Sadly the very thing that strikes us as obvious always defeats our thinking about it in more penetrating ways: just as the Romans said that "the good is the enemy of the better," so too "the self-evident is the enemy of the very process of clarification or understanding," not to mention the enemy of the "transcendent or ultimate."
The Zen masters have the right idea-no pain no gain: thwack a silly nebbish and he'll remember it far longer and more indelibly than any words you muster at him. Not absolutely everything can or should have to be explained, and particularly not to everybody. But a concussion is a value-judgment anyone gets the point of.
In late modernity we grow more and more accustomed to politicians and public figures who are indebted to their appetites for their "values," to their intellectual sloth for their "principles," to their rhetorical cleverness for their "conscience," and to their regimented conformism for their "philosophy."
Human cultures are all experiments in trying to find a form that will fit the matter of our immediacy; but it is absolutely not the case that all such experiments are of equal merit or value. Some cultures - and modernity is patently one - have managed to transmute consciousness into the "disease" that Nietzsche called it, the self-affliction of a self-centeredness that has purged itself of all vestiges of wisdom and value.
As always, the illusion of self-transcendence is far more facile and available than self-transcendence itself: in the vast majority of cases what human consciousness opens up to is merely a more encompassing form of finitude (another captivating illusion or delusion).
In all technai or arts (medicine perhaps most of all), there is a self-exhilaration on the part of the practitioner (the intoxication of the ego with its own potency) which is infectious: the patient enjoys a placebo-effect which redounds to the ego of the "artist."
"Cynicism," like "heresy" and "heterodoxy" and "atheism" and "agnosticism" and "paganism" and "heathenism," is above all else a way for organized orthodoxy's caste of official censors to encyst and segregate and thus neutralize all contrarian forms of seeing and thinking, all (necessarily implicitly) prohibited and repressed ways of exercising disruptive and iconoclastic intuition and intellection (for to analyze and explain these things too openly is to give them publicity and potential cogency when the point is to asphyxiate them).

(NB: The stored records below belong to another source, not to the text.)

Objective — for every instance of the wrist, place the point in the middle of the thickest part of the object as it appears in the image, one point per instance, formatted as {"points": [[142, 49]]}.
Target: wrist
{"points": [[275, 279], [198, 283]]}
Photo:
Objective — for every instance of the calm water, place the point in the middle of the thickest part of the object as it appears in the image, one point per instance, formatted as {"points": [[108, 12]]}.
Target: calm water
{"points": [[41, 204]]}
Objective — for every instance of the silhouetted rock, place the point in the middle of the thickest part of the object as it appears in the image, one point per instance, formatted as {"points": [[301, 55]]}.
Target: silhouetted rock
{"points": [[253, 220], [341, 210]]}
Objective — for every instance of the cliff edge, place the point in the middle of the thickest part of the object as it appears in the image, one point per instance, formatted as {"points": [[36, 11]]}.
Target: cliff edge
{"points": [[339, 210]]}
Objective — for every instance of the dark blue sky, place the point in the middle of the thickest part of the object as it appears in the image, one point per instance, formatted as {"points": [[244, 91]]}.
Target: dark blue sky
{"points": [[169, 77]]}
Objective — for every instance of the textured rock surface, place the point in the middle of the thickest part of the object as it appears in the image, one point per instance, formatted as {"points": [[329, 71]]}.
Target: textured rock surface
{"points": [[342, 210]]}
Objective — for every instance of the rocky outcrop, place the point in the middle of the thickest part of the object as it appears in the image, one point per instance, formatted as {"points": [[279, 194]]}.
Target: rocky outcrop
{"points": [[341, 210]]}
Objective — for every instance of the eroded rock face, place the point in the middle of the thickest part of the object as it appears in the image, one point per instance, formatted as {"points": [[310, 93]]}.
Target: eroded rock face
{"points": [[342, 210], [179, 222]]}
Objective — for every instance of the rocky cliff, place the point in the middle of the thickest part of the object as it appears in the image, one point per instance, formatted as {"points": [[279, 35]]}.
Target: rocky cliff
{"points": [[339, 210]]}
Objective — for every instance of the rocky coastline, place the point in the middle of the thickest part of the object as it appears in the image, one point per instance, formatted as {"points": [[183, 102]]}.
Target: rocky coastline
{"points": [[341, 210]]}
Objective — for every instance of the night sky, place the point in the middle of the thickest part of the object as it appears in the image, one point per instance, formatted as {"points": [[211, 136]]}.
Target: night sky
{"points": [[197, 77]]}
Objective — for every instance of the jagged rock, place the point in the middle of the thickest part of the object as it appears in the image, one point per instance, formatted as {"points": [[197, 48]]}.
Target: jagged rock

Americans are cultured from their earliest years to be either one-sided douloi or one-sided banausoi, i.e. either they cannot think abstractively/conceptually/orchestrally or else they can only think abstractively. Thinking in a truly rational dialectic between intuition and intellect is just beyond the reach of our nation of emotionalist helots. What prevails among us truly has to be called not thinking but "thinking," a pathetic surrogate for actual thinking for the benefit of existentially or modally crippled mentalities.
Nietzsche is absolutely correct, even more correct today than when he wrote it in Thus Spake Zarathustra: I looked all about me for human beings but all I saw were fragments, deformed creatures with too much eye or too much ear. This is what the modern culture of specialized intellect-the kind of one-sidedness that banausic utilitarianism alone can value-works so hard to produce.
So successful has the ideological-political-cultural purge been executed that it is hard indeed to find vigorous liberals, and no energetic, coherent and cogent leftists at all can find expression in our controlled media and educational systems. Forget about wholesale culture- or civilization-critics like Marxists. Universities have to be purged of any "radicalism" that can see through to the roots of issues and pathologies, for the same reasons that workers have to have nascent unions aborted among them and contrarian newspapers and media have to be starved of advertising.